DAVEZIES Laurent

Le nouvel égoïsme territorial, le grand malaise des nations

Paris, 2015, Le Seuil, coll. La République des Idées, 106 p. | commenté par : Bernard Bret

Voici un livre qui, en peu de pages rédigées dans un style alerte, pose des problèmes importants de justice spatiale.

Laurent Davezies part d’un constat : la montée des régionalismes et des revendications territoriales qui vont de la demande d’autonomie à la lutte pour l’indépendance. Ce processus a démantelé l’ex-Yougoslavie et l’ex-URSS et a  même fait naître des Etats auto-proclamés tels que la Transnitrie, parmi d’autres. L’Europe occidentale n’y échappe pas : choix de la Belgique pour le fédéralisme, montée du nationalisme catalan en Espagne, vote sur l’indépendance en Ecosse. Cette fragmentation met à mal la cohésion territoriale. Bien qu’elle trouve parfois des racines anciennes dans les spécificités culturelles régionales, elle constitue surtout, pour reprendre le titre de l’ouvrage, un égoïsme territorial car les régions riches ne veulent plus payer pour leurs voisines pauvres (p. 7).

Prolongeant les analyses qu’il avait conduites dans des travaux antérieurs[1], l’auteur rappelle la nécessité de bien distinguer les inégalités de PIB et les inégalités de revenus pour hiérarchiser les niveaux de richesse des régions et situer chacune d’entre elles dans les mécanismes de redistribution. Il montre que la mondialisation est une difficulté pour les régions les plus pauvres. Jusqu’aux années 1980, les régions riches avaient besoin des régions pauvres car, dans une logique keynésienne,  les aides reçues par ces dernières servaient à des achats réalisés précisément dans les régions riches. Tous trouvaient leur compte dans cette affaire. Aujourd’hui, l’ouverture des frontières fait que ces aides servent à acheter ailleurs, et, dans ces conditions, les régions riches n’estiment plus utile  de les financer car elles n’en voient pas le retour et déplorent même que cela fournisse une clientèle à leurs concurrents ! Mais, si les régions riches n’ont plus besoin des régions pauvres, les  régions pauvres ont toujours besoin des régions riches, surtout à un moment où l’épuisement des finances publiques fait peser une menace sur tout le dispositif.  Alors que les inégalités entre les régions en matière de revenus avaient augmenté au démarrage de la croissance, comme elles le font aujourd’hui dans les pays émergents, et s’étaient réduites dans une deuxième étape, le risque existe donc qu’elles s’aggravent de nouveau, ce que semble déjà montrer l’essor prioritaire des métropoles.

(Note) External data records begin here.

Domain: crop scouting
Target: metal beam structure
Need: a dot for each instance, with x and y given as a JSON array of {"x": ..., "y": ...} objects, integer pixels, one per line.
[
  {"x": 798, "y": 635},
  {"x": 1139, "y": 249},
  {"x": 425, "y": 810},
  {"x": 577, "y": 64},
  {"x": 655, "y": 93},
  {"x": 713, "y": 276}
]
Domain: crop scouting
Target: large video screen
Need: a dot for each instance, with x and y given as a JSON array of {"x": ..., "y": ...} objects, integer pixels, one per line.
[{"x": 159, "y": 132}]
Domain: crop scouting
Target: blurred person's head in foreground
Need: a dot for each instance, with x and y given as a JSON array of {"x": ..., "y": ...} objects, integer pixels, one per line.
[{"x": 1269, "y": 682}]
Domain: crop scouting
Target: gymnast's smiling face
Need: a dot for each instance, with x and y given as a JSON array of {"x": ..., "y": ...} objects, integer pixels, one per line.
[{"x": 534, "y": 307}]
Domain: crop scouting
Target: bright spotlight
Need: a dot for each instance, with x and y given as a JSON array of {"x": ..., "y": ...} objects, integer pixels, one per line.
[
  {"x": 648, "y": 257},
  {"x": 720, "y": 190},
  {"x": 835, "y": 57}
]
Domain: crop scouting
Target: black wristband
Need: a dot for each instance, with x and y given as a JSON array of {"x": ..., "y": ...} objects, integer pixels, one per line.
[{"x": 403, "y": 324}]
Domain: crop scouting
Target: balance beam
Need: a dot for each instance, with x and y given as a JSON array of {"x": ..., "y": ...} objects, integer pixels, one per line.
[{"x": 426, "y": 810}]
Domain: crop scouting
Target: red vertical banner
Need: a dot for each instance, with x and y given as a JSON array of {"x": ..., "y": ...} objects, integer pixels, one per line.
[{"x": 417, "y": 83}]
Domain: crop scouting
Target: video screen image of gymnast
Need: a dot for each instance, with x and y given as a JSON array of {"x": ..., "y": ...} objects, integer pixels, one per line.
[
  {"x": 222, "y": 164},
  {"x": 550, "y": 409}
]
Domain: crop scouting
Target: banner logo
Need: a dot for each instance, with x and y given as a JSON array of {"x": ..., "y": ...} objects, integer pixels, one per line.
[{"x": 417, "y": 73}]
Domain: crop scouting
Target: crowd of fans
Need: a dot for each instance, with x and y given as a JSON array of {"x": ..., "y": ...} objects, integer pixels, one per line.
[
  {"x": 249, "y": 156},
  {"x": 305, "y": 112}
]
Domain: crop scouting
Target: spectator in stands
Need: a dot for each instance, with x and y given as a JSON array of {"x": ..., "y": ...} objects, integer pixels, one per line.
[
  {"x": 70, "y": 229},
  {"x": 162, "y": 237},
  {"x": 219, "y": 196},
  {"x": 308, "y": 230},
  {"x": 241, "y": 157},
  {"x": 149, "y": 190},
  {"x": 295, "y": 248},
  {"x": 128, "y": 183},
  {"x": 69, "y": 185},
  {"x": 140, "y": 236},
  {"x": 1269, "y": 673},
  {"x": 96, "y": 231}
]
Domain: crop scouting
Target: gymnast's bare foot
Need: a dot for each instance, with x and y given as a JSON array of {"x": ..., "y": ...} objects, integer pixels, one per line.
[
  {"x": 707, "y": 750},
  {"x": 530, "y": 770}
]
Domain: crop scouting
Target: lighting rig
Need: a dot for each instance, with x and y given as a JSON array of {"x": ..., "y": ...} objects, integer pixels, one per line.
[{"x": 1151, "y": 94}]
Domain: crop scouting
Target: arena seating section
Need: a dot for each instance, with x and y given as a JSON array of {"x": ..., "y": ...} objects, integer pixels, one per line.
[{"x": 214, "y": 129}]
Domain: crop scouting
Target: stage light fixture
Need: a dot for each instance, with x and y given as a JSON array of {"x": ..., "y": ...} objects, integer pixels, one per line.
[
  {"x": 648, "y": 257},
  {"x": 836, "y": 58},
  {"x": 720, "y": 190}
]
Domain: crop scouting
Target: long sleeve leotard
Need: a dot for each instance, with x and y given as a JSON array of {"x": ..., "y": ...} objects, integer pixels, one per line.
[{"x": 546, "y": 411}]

Ce tableau pose la question de la solidarité entre les régions et de la cohésion territoriale.  Or, bien qu’elle fasse officiellement de cet objectif une priorité,  l’Union Européenne offre le spectacle d’une cohésion fragmentée. Entendons par là qu’elle n’y consacre qu’une très faible part de son budget et que les mécanismes redistributifs fonctionnent pour l’essentiel à l’échelle des Etats. Le résultat : selon qu’elle se trouve dans tel pays ou dans tel autre, une région sera considérée comme riche ou pauvre.  Certaines régions qui sont relativement riches dans leur Etat et qui, à ce titre, y aident les régions pauvres, seraient relativement pauvres dans un autre Etat et y bénéficieraient de transferts financés par ses régions riches : le Catalan qui aide l’Andalousie alors que le Toulousain est aidé par l’Ile-de-France est une illustration tout à fait parlante du caractère incomplet de la construction européenne et des incohérences d’échelles que cela provoque. Non moins éclairante est la comparaison avec les Etats-Unis où le budget fédéral opère des redistributions plus conséquentes entre les territoires.

Est en cause ici l’architecture institutionnelle des territoires. Les Etats-Unis sont une fédération, ce que l’Union Européenne n’est pas. De là, en dernière partie de l’ouvrage, une intéressante analyse du risque que représente le séparatisme, pour l’Europe et aussi pour le reste du monde si l’exemple européen faisait des émules. Bien qu’il montre les avantages que les petits pays peuvent tirer de leur taille, l’auteur en souligne avec raison le danger pour la communauté internationale et comment la péréquation entre espaces riches et espaces pauvres fonctionne mieux dans le cadre d’unités politiques de grande dimension. Comment faire alors pour résoudre cette tension entre le grand et le petit ? Pour Laurent Davezies, c’est la décentralisation qui constitue la voie la plus crédible vers ce qu’il appelle la démocratie territoriale… raison de plus pour déplorer l’insuffisance de la réflexion théorique en la matière.

 

[1] La République et ses territoires et La crise qui vient, la nouvelle fracture territoriale, dans la même collection.